TL;DR
Apply these 10 practical rules—from environmental design and digital curation to audiobooks and identity shifts—to dramatically increase your reading volume without relying on willpower.
“If you design your environment in a way that nudges you towards the habits that you actually want to go towards and nudges you away from the stuff you don't want to do, life becomes a lot easier, and you don't need to rely on willpower.”
— Presenter
“Read what you love until you love to read.”
— Naval Ravikant (cited)
“Life is generally too short to spend battling through and working through books that you really don't enjoy reading.”
— Presenter
“There is no additional nobility or prestige in listening or reading a book slowly, just like there's no additional nobility or prestige in reading it fast.”
— Presenter
1. The Pillow Rule: Environmental Design
Keep a book or Kindle on your bedside table and charge your phone outside the bedroom to remove social media temptation in the evening and leverage physical environment design.
2. Digital Environment Curation
Reorganize your phone's home screen to feature reading apps like Kindle as the primary option, removing social media apps to make reading the default action when you pick up your device.
3. The Multitasking Rule: Audiobooks
Listen to audiobooks at faster speeds during menial tasks like commuting, washing dishes, or waiting to create 30–60 minutes of daily reading time from thin air.
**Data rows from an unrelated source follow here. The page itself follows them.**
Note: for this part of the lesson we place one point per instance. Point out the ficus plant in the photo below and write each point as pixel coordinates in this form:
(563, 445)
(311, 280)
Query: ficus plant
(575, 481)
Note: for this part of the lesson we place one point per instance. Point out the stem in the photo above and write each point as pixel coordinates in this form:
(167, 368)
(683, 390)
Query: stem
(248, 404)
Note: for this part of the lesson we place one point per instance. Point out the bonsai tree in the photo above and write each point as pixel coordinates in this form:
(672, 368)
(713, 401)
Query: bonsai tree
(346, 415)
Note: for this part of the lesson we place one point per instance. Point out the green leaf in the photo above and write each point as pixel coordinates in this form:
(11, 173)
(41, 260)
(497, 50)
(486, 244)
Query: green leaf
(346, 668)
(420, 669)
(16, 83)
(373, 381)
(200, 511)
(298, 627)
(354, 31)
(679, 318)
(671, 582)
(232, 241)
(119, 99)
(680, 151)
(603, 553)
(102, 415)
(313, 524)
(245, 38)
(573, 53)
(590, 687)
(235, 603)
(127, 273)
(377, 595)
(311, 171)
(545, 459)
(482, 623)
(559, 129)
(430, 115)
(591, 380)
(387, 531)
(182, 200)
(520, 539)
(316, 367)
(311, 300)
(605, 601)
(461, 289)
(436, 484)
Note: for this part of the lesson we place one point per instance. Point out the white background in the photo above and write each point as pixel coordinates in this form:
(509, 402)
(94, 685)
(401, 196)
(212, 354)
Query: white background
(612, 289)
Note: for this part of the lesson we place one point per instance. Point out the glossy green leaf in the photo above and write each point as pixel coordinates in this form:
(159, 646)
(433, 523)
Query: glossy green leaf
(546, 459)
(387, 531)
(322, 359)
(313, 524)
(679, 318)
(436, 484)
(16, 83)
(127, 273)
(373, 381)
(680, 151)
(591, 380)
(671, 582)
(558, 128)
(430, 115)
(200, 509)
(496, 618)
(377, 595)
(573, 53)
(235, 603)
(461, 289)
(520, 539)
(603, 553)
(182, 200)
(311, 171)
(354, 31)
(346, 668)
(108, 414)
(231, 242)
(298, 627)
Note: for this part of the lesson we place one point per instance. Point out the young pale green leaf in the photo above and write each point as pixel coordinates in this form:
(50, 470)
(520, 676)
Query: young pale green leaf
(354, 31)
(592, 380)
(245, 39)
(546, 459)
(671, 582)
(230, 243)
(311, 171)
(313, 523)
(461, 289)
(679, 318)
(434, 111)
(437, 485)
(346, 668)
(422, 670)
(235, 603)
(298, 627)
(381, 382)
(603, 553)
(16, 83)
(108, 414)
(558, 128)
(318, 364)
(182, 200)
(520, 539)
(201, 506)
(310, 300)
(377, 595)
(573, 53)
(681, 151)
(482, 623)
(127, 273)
4. Polyamorous Reading: Multiple Books at Once
Maintain parallel books across different genres and formats (audiobook fiction/non-fiction, Kindle fiction/non-fiction/spirituality) to match your mood and energy without feeling wedded to one book.
5. Permission to Abandon Books
Reject the school-ingrained obligation to finish every book; give yourself permission to quit books that don't grip you without guilt, as life is too short for books you're not enjoying.
6. Read What You Love Until You Love to Read
Start with engaging, accessible books like page-turners and genre fiction rather than classics or difficult non-fiction to build the reading habit and develop focus before tackling harder material.
7. Gamification Through Tracking
Use Goodreads to log books, track reading stats, rate books, and see your progress visualized, adding light gamification that motivates consistent reading without focusing solely on quantity.
8. Speed Reading and Listening
Give yourself permission to read faster or listen to audiobooks at 1.5–2.5x speed; comprehension doesn't suffer, and faster consumption lets you read more books in the same timeframe.
9. The Impulse Buy Rule
Immediately purchase any book recommended to you without overthinking; treat books as impulse buys with high ROI, as even one life-changing idea from a book justifies the cost.